Il secondo nodo critico riguarda la redditività delle infrastrutture. Se tutte le aziende utilizzano hardware simile fornito da Nvidia, diventa difficile ottenere un vantaggio competitivo sul costo per token. Questo scenario ricorda da vicino le fasi iniziali del cloud computing, quando servizi come Amazon Web Services offrivano capacità di calcolo e storage a prezzi sempre più bassi.

All’epoca, molti si chiedevano come fosse possibile generare profitti in un mercato apparentemente dominato da servizi standardizzati. La risposta è arrivata con l’evoluzione verso piattaforme più complesse e a maggior valore aggiunto. Il cloud non è rimasto una commodity, ma è diventato un ecosistema su cui costruire interi modelli di business.

La domanda chiave oggi è se lo stesso percorso possa essere replicato nell’intelligenza artificiale. Aziende come OpenAI e Anthropic hanno davanti un’opportunità simile: trasformare i token da semplice output tecnico a base per servizi ad alto valore. Tuttavia, il contesto competitivo è molto più affollato rispetto agli inizi del cloud, e non è ancora chiaro chi riuscirà a emergere.

Un altro elemento da considerare è la struttura del mercato. Il cloud è dominato da pochi grandi operatori, un oligopolio che ha contribuito a sostenere margini elevati.
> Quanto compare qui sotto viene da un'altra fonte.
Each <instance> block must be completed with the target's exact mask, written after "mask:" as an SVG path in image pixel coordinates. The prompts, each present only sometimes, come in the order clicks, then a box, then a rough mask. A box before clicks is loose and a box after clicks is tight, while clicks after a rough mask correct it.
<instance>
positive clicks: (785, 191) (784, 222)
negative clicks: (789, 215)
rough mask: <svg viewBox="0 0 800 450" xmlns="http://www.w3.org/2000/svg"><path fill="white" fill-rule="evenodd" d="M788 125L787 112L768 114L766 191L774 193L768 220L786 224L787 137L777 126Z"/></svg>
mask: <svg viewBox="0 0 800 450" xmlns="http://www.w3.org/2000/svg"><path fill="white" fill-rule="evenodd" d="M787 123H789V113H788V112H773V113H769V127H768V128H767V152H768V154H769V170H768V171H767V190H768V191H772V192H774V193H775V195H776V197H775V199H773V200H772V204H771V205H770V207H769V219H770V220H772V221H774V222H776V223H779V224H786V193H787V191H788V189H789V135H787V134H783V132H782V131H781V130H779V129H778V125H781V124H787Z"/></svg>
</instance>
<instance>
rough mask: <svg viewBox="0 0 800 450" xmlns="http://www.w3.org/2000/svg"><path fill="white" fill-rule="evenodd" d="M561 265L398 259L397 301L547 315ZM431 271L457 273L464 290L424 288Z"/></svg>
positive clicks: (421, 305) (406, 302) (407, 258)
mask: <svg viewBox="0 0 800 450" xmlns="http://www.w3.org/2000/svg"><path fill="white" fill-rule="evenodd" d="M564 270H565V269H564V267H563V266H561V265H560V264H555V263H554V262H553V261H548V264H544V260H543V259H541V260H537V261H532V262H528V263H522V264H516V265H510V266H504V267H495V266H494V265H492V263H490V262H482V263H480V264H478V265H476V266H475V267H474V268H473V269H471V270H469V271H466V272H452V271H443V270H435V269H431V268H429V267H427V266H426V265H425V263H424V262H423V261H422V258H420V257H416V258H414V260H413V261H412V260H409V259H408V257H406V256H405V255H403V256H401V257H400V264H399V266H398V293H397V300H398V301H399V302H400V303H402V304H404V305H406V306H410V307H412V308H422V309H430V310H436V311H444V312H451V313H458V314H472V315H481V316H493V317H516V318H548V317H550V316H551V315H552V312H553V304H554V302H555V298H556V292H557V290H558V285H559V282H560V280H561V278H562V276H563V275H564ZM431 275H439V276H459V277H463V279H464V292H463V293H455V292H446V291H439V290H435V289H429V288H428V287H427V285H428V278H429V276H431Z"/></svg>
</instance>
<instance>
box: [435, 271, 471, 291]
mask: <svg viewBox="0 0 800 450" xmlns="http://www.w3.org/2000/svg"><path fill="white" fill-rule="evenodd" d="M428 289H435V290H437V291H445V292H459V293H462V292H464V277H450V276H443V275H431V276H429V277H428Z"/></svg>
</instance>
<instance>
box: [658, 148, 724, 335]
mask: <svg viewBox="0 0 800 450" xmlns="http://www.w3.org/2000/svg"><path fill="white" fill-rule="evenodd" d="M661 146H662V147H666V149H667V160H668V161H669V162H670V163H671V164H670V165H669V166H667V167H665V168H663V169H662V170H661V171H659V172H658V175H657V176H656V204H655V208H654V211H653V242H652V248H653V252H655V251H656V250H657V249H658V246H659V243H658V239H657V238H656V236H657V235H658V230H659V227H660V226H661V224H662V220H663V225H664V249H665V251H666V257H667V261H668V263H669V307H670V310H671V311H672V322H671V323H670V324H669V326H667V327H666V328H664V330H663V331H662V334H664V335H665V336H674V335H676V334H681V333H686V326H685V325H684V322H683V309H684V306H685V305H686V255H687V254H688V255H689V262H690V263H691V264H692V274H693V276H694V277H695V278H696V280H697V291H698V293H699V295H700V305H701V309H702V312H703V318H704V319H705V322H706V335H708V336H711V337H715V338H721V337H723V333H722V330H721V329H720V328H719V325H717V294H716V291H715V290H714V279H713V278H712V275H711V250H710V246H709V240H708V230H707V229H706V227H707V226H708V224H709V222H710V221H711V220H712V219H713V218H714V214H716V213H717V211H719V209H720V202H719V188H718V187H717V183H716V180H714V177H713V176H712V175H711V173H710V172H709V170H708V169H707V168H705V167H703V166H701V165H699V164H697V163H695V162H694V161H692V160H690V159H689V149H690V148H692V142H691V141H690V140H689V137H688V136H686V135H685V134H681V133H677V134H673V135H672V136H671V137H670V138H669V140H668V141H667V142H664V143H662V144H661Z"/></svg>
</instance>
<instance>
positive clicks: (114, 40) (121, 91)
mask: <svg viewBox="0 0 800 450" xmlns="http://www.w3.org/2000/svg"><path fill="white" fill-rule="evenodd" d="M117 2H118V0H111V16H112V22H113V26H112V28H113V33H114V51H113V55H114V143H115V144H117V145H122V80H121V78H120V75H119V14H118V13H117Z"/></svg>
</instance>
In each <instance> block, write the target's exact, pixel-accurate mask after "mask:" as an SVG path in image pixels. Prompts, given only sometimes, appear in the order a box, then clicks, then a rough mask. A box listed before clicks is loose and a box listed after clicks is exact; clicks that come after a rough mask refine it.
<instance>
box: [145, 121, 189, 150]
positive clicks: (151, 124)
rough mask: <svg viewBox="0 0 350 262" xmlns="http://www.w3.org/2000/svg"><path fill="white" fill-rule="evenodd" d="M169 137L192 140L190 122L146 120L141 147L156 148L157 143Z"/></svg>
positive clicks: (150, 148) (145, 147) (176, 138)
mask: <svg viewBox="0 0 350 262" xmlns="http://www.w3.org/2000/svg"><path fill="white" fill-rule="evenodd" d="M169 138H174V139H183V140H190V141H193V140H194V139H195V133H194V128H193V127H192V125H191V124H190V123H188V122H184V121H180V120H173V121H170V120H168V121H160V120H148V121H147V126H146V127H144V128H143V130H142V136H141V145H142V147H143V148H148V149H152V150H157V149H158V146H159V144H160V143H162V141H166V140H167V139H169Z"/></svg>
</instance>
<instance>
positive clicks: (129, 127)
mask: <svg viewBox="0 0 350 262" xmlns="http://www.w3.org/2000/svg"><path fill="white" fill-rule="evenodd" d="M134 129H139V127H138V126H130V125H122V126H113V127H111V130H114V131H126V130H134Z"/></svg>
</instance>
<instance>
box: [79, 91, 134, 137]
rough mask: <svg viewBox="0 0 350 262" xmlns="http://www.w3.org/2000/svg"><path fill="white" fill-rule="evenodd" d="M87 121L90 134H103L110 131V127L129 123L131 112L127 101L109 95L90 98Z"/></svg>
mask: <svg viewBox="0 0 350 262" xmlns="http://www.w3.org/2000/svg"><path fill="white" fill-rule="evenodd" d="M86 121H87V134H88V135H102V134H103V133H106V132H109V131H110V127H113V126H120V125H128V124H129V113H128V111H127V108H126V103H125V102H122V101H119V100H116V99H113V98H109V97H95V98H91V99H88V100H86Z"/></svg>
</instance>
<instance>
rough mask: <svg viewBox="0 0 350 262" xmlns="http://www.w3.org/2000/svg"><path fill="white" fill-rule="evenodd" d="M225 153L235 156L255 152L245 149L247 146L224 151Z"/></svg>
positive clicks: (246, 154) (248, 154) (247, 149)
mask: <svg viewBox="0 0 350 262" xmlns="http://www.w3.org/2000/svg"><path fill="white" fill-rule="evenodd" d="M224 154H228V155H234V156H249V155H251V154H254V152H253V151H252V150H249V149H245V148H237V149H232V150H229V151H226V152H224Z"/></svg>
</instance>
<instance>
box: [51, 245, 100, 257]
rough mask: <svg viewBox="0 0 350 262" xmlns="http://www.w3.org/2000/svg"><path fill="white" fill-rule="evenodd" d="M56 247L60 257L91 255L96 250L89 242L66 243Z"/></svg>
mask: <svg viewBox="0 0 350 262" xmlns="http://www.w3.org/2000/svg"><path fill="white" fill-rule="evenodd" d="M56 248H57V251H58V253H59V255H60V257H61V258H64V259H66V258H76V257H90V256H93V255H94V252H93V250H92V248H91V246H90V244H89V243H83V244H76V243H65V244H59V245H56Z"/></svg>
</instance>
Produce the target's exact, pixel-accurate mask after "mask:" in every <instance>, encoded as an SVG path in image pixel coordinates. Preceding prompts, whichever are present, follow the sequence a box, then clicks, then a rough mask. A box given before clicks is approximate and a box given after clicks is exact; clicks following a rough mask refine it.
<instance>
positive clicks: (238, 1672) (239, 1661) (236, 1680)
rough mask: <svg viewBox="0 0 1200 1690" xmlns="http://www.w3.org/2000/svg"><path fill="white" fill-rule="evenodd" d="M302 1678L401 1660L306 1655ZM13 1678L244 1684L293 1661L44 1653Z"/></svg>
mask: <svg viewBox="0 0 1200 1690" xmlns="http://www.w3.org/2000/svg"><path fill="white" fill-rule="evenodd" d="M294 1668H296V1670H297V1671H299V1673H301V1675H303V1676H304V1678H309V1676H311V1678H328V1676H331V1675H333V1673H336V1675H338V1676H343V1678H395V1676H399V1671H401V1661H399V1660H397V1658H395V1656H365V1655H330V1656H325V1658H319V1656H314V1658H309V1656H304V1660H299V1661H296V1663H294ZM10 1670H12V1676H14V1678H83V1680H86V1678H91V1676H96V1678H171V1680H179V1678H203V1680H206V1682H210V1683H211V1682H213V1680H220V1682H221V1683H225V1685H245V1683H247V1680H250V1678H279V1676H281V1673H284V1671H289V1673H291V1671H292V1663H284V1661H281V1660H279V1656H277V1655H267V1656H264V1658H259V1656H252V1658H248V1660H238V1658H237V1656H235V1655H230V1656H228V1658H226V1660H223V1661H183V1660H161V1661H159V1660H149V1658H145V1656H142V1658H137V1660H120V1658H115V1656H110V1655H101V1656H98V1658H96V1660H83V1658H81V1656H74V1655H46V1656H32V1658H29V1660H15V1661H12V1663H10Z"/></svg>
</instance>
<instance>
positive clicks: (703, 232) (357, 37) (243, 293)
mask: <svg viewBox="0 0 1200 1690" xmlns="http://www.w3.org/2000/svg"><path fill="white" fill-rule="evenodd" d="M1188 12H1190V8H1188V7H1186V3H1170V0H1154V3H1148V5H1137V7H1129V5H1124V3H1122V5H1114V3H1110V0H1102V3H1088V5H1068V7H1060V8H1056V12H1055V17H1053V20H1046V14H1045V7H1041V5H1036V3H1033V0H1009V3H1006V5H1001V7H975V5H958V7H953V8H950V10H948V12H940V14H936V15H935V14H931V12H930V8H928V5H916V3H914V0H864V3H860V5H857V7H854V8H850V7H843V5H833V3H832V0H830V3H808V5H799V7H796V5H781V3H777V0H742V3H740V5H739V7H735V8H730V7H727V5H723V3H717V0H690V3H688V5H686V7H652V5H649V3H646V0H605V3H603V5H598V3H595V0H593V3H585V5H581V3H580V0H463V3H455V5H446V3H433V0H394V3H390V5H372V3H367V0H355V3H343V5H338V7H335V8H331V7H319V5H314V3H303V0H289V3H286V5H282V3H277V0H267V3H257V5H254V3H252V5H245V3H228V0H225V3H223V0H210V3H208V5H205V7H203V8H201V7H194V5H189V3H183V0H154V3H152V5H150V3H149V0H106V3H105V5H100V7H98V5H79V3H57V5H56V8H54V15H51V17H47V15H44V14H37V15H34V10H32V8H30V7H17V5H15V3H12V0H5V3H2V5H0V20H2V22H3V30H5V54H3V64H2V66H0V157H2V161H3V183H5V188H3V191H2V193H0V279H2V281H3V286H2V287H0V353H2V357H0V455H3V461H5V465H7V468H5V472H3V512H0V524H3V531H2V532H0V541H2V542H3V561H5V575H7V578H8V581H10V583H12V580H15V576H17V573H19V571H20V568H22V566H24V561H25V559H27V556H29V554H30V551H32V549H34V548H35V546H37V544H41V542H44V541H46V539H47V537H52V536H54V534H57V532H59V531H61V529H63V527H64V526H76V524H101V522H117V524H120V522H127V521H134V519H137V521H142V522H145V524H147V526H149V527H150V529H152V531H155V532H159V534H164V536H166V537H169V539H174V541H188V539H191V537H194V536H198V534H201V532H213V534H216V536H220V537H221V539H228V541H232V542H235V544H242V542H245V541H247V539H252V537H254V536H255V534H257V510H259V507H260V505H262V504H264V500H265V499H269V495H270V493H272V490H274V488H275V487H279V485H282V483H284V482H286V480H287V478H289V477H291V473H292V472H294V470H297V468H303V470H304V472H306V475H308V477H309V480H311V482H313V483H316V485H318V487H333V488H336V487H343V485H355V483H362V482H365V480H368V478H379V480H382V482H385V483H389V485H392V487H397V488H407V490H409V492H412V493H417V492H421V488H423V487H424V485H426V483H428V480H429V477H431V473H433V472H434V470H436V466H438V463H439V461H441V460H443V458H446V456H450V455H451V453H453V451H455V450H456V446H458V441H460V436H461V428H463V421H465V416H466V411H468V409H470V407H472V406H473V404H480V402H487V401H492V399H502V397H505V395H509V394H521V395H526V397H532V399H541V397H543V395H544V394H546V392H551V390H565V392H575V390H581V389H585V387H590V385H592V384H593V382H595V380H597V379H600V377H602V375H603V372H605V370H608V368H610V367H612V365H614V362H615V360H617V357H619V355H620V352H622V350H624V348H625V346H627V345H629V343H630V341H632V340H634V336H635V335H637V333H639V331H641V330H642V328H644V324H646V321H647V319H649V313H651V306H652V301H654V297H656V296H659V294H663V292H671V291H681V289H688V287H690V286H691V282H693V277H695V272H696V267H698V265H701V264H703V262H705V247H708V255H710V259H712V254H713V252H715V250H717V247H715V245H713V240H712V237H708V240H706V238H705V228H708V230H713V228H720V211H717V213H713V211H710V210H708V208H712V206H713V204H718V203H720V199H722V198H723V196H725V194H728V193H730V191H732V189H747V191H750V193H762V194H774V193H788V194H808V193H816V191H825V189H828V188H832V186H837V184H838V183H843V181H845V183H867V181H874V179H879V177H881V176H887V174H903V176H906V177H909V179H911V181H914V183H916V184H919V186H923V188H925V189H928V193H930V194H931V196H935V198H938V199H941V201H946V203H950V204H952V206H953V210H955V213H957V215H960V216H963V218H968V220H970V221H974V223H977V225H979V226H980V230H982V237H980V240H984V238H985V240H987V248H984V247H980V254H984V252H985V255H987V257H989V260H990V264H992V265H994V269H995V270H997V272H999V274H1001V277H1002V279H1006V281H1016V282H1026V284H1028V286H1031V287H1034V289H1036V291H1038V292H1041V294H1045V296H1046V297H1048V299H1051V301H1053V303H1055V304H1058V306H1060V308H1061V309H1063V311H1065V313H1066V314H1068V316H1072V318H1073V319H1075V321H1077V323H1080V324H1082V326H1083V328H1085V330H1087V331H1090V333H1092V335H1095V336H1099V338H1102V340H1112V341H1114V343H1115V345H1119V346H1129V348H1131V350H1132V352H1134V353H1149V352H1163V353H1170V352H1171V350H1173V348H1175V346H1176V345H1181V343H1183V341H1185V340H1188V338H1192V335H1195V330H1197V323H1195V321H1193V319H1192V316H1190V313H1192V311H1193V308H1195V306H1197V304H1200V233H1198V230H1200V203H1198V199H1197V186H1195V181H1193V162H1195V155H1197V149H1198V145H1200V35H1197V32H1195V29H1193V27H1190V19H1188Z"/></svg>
Nel caso dell’AI, invece, la competizione tra aziende di frontiera è ancora intensa e aperta. L’evoluzione di questa competizione sarà determinante per definire i livelli di profitto dell’intero settore.

In definitiva, la visione di Jensen Huang offre una chiave di lettura affascinante e coerente per interpretare l’economia dell’intelligenza artificiale. Tuttavia, restano aperte questioni fondamentali: il legame tra token e valore, la sostenibilità dei margini in un contesto di prezzi in caduta libera e la capacità dell’industria di costruire servizi realmente differenziati.
La token economy potrebbe diventare davvero la nuova infrastruttura dell’economia digitale. Ma, per ora, è ancora più una promessa che una regola consolidata.